The bit pattern of -1 looks like 0xFFFFFFFFFFFFFFFF in hex, for 64 bit types. Thus if you print it as an unsigned variable you will see the largest value an unsigned 64 bit variable can hold, i.e. 18446744073709551615.

When bit shifting we don't care what a value means in this case, i.e. it doesn't matter if the variable is signed or unsigned it is treated the same way (shifting all bits one step to the right in this case).

You can use:

static inline pack_t lshift_fix64(pack_t shiftee, short_idx_t shifter){
  return (shiftee << shifter) & (-(shifter < 64));
}

for such a trick,

(-(shifter < 64)) == 0xffff ffff ffff ffff

if shifter < 64 and

(-(shifter < 64)) == 0x0

otherwise.

When you shift a value by more bits than word size, it usually gets shifted by mod word-size. Basically, shifting it by 64 means shifting by 0 bits which is equal to no shifting at all. You shouldn't rely on this though as it's not defined by the standard and it can be different on different architectures.

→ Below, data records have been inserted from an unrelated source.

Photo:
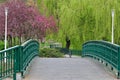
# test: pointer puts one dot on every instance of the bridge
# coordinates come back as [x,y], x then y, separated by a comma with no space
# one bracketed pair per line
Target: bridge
[100,61]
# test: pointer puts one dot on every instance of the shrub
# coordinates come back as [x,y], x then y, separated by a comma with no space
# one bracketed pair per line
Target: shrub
[51,53]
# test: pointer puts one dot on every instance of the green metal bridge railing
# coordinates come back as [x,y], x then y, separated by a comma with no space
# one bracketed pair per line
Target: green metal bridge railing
[105,52]
[17,59]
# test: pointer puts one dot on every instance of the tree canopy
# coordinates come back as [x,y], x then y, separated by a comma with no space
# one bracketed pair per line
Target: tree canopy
[25,21]
[83,20]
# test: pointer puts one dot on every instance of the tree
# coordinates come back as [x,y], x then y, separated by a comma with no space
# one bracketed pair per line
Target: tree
[25,21]
[83,20]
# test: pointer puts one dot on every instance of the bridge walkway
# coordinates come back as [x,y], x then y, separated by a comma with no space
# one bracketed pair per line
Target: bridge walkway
[75,68]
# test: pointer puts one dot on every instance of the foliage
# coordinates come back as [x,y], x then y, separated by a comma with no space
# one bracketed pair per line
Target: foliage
[49,52]
[25,21]
[1,45]
[83,20]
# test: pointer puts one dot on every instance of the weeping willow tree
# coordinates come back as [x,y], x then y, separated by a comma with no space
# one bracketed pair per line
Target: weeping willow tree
[83,20]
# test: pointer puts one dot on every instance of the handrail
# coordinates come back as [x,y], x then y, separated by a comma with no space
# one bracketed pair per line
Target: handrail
[8,67]
[17,59]
[105,51]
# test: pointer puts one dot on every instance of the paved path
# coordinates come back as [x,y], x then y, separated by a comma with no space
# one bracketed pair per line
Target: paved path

Another trap for the unwary: I know this is an old thread, but I came here looking for help. I got caught out on a 64 bit machine using 1<<k when I meant 1L<<k; no help from the compiler in this case :(

well, you are shifting one too many times. you are shifting from 0 to 64 inclusive which is a total of 65 times. You generally want:

for(int i=0; i < 64; i++)
    ....

Shifting a number a number of bits that is equal to or larger than its width is undefined behavior. You can only safely shift a 64-bit integer between 0 and 63 positions.